The Sherp: So you think the audience has slowly started adapting themselves to trap.
Rapidly! For example, last year Nucleya played at the Ganpati Visarjan. He was kind enough to have me open for him. But before me, they had these local guys who were playing for the Visarjan crowd and played all the dhol-wala hits like Bollywood songs and I was getting nervous. I asked Nucleya’s Baja team if they were sure they wanted me to play because I didn’t think it was going to work. I was nervous so when it was my turn, I had a bunch of oldie Bollywood stuff because I like those. But then I mixed trap into the set and I will never forget what happened there. It was one of the best gig experiences of my life. As soon as the bass dropped, the whole place lit up. Everyone had this look that said, “Hum toh yeh dekhne aye the, pehele kya kar raha tha.” So that was a really nice feeling. One thing that really makes me happy is that 10-20 years ago, things used to catch on in India very slowly. Now it’s instant.
The Sherp: How important is it to feel the vibes from the crowd?
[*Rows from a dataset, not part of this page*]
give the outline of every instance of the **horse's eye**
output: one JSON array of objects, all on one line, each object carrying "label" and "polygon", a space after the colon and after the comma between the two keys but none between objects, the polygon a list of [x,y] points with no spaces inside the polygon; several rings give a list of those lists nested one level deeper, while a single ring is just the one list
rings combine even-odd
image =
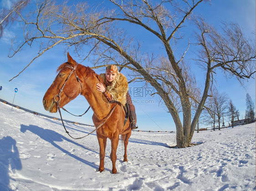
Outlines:
[{"label": "horse's eye", "polygon": [[59,73],[59,77],[61,78],[63,76],[65,75],[65,73]]}]

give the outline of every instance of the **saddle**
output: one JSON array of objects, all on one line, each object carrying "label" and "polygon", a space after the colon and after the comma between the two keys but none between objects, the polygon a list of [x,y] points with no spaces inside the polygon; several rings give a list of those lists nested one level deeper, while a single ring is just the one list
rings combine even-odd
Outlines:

Su Real: It’s also a bit of a direct conversation. Like the way I fashion a drop or what I put before a drop. It could be a joke; it could be a statement; anything that I can have a lot of fun with that. I mix very quickly so that I can get as many build ups and drops and other things in. When I started messing about with audio software and computers back in the early 2000’s, people were doing more artistic things. I like to do that stuff too, but with this whole school of mad decent, it’s very vibrant and it’s alive because you don’t have to play the same thing each time. You could go to different cities and incorporate different styles based on what’s going on there. When I started DJing, you couldn’t imagine putting a DJ on stage. As a DJ, you didn’t want to be seen and definitely in the west this was the standard. The DJ booth was hidden away. Now it’s a different environment where you have to be there, with cameras on you.
The Sherp: Do you have any festival performances scheduled or a festival where you’d personally want to perform at?
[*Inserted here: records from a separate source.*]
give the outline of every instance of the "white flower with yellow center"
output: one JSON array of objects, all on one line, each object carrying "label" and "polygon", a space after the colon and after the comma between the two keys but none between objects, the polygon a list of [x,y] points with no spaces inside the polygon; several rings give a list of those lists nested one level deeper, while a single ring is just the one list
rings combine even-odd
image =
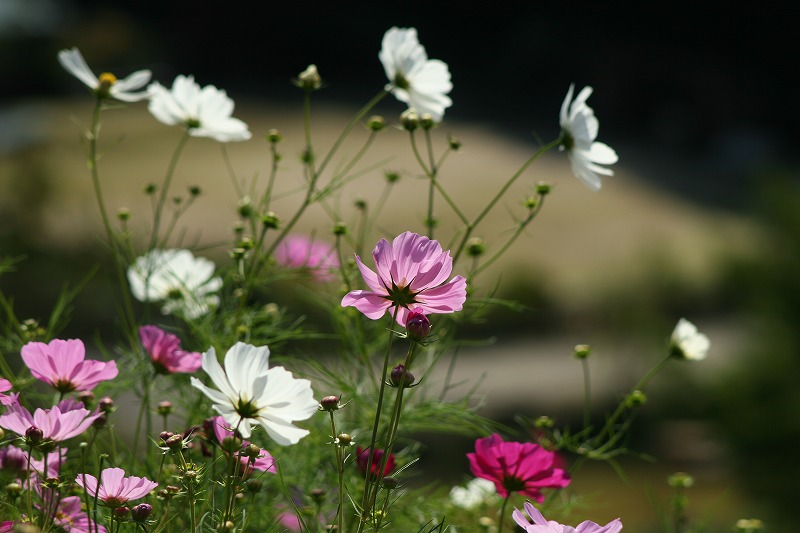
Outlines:
[{"label": "white flower with yellow center", "polygon": [[263,427],[278,444],[296,444],[308,431],[295,426],[318,410],[311,382],[295,379],[292,373],[276,366],[269,368],[269,348],[237,342],[225,354],[225,370],[217,361],[214,348],[203,354],[203,370],[219,390],[199,379],[192,386],[214,402],[214,410],[242,438],[248,438],[254,424]]},{"label": "white flower with yellow center", "polygon": [[453,89],[447,63],[428,59],[425,48],[417,40],[414,28],[391,28],[383,36],[378,54],[386,77],[387,91],[420,115],[429,113],[441,122],[444,110],[453,101],[447,96]]},{"label": "white flower with yellow center", "polygon": [[194,76],[178,76],[167,89],[150,84],[148,109],[159,122],[181,125],[193,137],[210,137],[220,142],[246,141],[251,137],[247,124],[234,118],[233,100],[213,85],[200,87]]},{"label": "white flower with yellow center", "polygon": [[86,64],[80,50],[61,50],[58,53],[58,62],[67,72],[78,78],[89,87],[98,98],[114,98],[122,102],[138,102],[150,96],[145,91],[137,92],[150,81],[149,70],[137,70],[127,78],[118,80],[109,72],[104,72],[97,77]]}]

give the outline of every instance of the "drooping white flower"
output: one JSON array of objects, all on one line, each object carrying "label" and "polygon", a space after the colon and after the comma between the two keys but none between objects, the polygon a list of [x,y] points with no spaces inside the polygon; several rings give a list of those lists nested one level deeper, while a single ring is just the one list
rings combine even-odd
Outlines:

Su Real: Every year at Krunk they do a bass camp and so I think this year we’re really ramping it up. I’m looking forward to it. Over the last 3-4 years, that’s where I’ve made most of my friends and connections. People unite with a common love for bass music like trap, bass, reggae, etc.
The Sherp: Which is your favourite track off Twerkistan?
Su Real: I might as well reveal it here. My favourite track on Twerkistan is actually a secret bonus track on the album; track number 16 called “Rave Bust”. It says its 12 minutes long because it starts with the audio collage. It is followed by a rave bus track and then there’s some more audio collage and then it’s my favourite track called “Shaadi Barbadi”. It’s right at the end and it’s a little bit twerky. It has the feel of an Indian wedding season and there are all these baraats with the horns. I’ve used some samples of that and then some famous samples of “Yeh shaadi nahi ho sakti hai”. So that’s my favourite track.
The Sherp: So Jagermeister has been a part of your Twerkistan journey in a big way. What do you have to say about your association with them?
Su Real: They’ve been very supportive of this tour. I really appreciate everything that they have done for the album. I just made a song for them so let’s see if they like it and if they want to go with it. The track is called ‘Ice Queen’ and it is heavily inspired by Marshmello, because I wanted it to be fresh and ecstatic.